While paying off your mortgage ahead of time can be advantageous for some, it may not be the best option for you. Find out more below.
It's a question that crosses every homeowner's mind - especially if you’ve been squirrelling away your pennies, or have recently received a windfall or inheritance. The idea of living debt-free is certainly tempting, but is it the right move for you? You need to think about overpaying on your mortgage vs putting that money away in investments or savings.
Let's unpack the pros and cons to help you make an informed decision.
What are the benefits of overpaying on your mortgage?
Generally speaking, if your mortgage rate is around the same, or higher than your savings rate, then overpaying could be the right option for you.
If you can afford to make extra payments, overpaying your mortgage means you pay less interest in the future and pay off your debt sooner. This means you could save money, compared to the interest you would accrue on savings.
Become debt-free sooner
Overpaying on your mortgage will shorten your mortgage term, making you mortgage free sooner. This means more financial freedom and more disposable income each month, thanks to the fact you’ll no longer be paying your monthly repayments.
Make savings on interest
Paying off a chunk of your mortgage early can save you a significant amount of money on interest payments over the years.
For example, if you have a £250,000 mortgage at 5% with 25 years remaining, a £5,000 lump sum would save you £11,970 in interest over the remainder of your mortgage term. On top of that, it would also shorten your remaining repayment period by 11 months.*
Make savings when you remortgage
When you come to the end of your fixed rate period and you’re looking to remortgage, overpaying can help open better mortgage deals. Overpaying will benefit your loan-to-value ratio which lenders will consider when you are looking for a new mortgage deal.

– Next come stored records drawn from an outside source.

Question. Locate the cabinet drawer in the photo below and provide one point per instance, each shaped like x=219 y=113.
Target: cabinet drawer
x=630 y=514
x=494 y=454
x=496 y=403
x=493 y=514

Loan-to-value is the amount lenders are prepared to lend in relation to the value of your property. For example, if your property is worth £250,000 and you have a mortgage of £200,000, your loan-to-value is 80%, as the mortgage equates to 80% of the property’s value.
Increased equity
With your mortgage paid off entirely, you own 100% of your home, which can be a valuable asset for future financial plans and the future generations of your family.
Improve your credit score
Consistently making on-time mortgage payments, including overpayments, demonstrates financial responsibility and can boost your credit score over time. A strong credit score makes it easier to secure favourable rates on other loans.
What are my options for paying off my mortgage early?
There are two main ways to pay your mortgage off early: you can pay a lump sum in full or increase your monthly payments.
Overpaying your monthly payments may suit you if your household has an increase in monthly income. It can also be a good way to take advantage of low interest rates: paying off as much as you can while interest rates are lower means there’ll be less of your mortgage remaining to pay off, should interest rates increase. You should always speak to an expert before making these types of financial decisions. Please note that some lenders also may have limits on how much you can overpay each much, or impose an Early Repayment Charge.